Biz karşıtlık refleksi üzerinden her okuma yaptığımızda,olayı örtbas etmeye çalışıyoruz ve buda kendi içsel temizliğimizi yapmamızı imkansızlaştırıyor.
Ve bu halde karşı taraf bizi tokatlayarak uyandırıyor.
Kadın erkek ilişkisinde temel veri bizde maalesef ve hala kızın “akıl-baliğ “olması gösteriliyor.
Bizim fıkhın bundan anladığı kızın büluğ çağına girmesi ve deli olmamasıdır.Cahiliyye dönemi için elbette bu tanım yeterliydi.
Ve fıkhın,o günkü kültür/bilinç/bilinç altı/paradigma vs ile oluşan hukuk olduğunu,din olmadığını ve değişken olduğunu da unutmamak lazım.
Özellikle Arap coğrafyasının fıkıh üzerinden cahiliyyeye dönüş çabasını bir kez daha vurgulamış olayım.Bunun için kadınlara ilişkin hadislere/yorumlara bakmak yeterlidir.
Tefsirde/hadisde/kelamda vs İsrailiyyata kafa yoranların birazda bu Islami ilimlerdeki “cahiliyye etkisi” ne kafa yorsalar iyi olur.
Artık “akıl” tanımı,bir önceki yazımda ifade ettiğim 4’lü saç ayağının (fiziksel,duygusal,düşünsel ve davranışsal) “tam “ olması şeklinde yapılmalıdır.

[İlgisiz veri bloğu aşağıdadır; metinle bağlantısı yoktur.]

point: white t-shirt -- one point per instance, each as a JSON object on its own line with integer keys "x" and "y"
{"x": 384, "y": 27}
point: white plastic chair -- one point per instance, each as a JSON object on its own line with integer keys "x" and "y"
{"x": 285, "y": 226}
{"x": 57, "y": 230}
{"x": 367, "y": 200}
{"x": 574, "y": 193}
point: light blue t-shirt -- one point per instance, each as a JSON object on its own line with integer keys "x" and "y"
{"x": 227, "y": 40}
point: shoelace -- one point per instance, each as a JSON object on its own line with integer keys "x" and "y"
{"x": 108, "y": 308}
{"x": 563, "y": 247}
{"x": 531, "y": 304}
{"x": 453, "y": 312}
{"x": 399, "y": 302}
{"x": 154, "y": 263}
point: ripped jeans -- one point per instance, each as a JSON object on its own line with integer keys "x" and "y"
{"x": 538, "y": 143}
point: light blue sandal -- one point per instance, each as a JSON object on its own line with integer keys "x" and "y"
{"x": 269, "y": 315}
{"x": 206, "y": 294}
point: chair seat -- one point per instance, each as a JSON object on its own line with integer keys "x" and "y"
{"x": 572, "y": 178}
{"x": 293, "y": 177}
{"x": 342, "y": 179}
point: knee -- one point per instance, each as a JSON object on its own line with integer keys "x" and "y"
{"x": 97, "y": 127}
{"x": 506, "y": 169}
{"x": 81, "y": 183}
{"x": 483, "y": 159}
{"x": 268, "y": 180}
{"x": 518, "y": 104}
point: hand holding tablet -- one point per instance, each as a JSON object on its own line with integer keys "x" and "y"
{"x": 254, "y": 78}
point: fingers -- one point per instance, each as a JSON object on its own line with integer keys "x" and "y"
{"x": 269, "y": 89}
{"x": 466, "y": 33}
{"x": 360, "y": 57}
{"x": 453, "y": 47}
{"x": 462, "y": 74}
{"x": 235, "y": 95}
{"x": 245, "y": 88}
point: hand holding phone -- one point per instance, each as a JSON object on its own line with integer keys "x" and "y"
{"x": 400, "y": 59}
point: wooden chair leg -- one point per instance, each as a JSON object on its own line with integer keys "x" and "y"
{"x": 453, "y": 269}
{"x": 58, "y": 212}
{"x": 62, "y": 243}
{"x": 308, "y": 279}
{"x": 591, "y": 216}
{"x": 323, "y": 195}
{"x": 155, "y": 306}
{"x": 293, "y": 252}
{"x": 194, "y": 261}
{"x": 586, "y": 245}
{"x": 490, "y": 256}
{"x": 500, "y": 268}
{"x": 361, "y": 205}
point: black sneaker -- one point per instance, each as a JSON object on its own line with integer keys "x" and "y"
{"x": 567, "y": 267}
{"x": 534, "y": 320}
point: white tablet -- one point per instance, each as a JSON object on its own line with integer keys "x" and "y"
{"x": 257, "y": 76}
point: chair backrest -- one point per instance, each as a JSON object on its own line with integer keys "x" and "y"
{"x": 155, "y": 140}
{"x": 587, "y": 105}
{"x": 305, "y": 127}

Bence bu,doğal hukuk/doğa ayetinin buyruğudur.
Hiç bir eğitim vermediğiniz kız çocuğunun hangi aklından bahsediyorsunuz.
Hatta belki 10 yıl sonra bu tanım bile yeterli görülmeyip,kadının/yada erkeğin akıllı kabul edilebilmesi için tam eğitimli,ekonomik ve sosyal açıdan tam bağımsız olması bile talep edilebilir.
Aslında akıl-baliğ olma şartı “yeterlilik” değil “asgari” şarttır.Üstü,içinde bulunulan ekonomik/sosyokültürel/demografik şartlara bağlıdır.
Evlilik yaşı belirlemede kamu vicdanı ve kanuni yaş tanımı bile yeterli olmayabilir.Zira her zaman/yerde bunlar insanın doğası/doğal hukukuna aykırı olarak oluşabilir.
Özetle kadın sadece beden değildir.
Her hususta olduğu gibi bu hususta da;
Özbilinç sahibi olmalıyız ki,farkındalık/bilinç oluşturalım,gelişime/değişime açık olalım,fıkıh kitaplarında kaybolmayalım,çağı ve geleceği okuyabilelim,
Özeleştiri sahibi olmalıyız ki,değişime/temizliğe kendimizden başlayabilelim,
Özgüven sahibi olmalıyız ki,biz ortaya çıkaralım,çıkarıldığında da negatif refleks göstermeyelim ve cerahatleri temizleyebilelim,
Özsaygı sahibi olmalıyız ki,her zaman ve her kesimde olabilecek/olan bu tür hadiselerin İslam için bir nakısa/eksiklik/zul/utanç olamayacağına inanalım.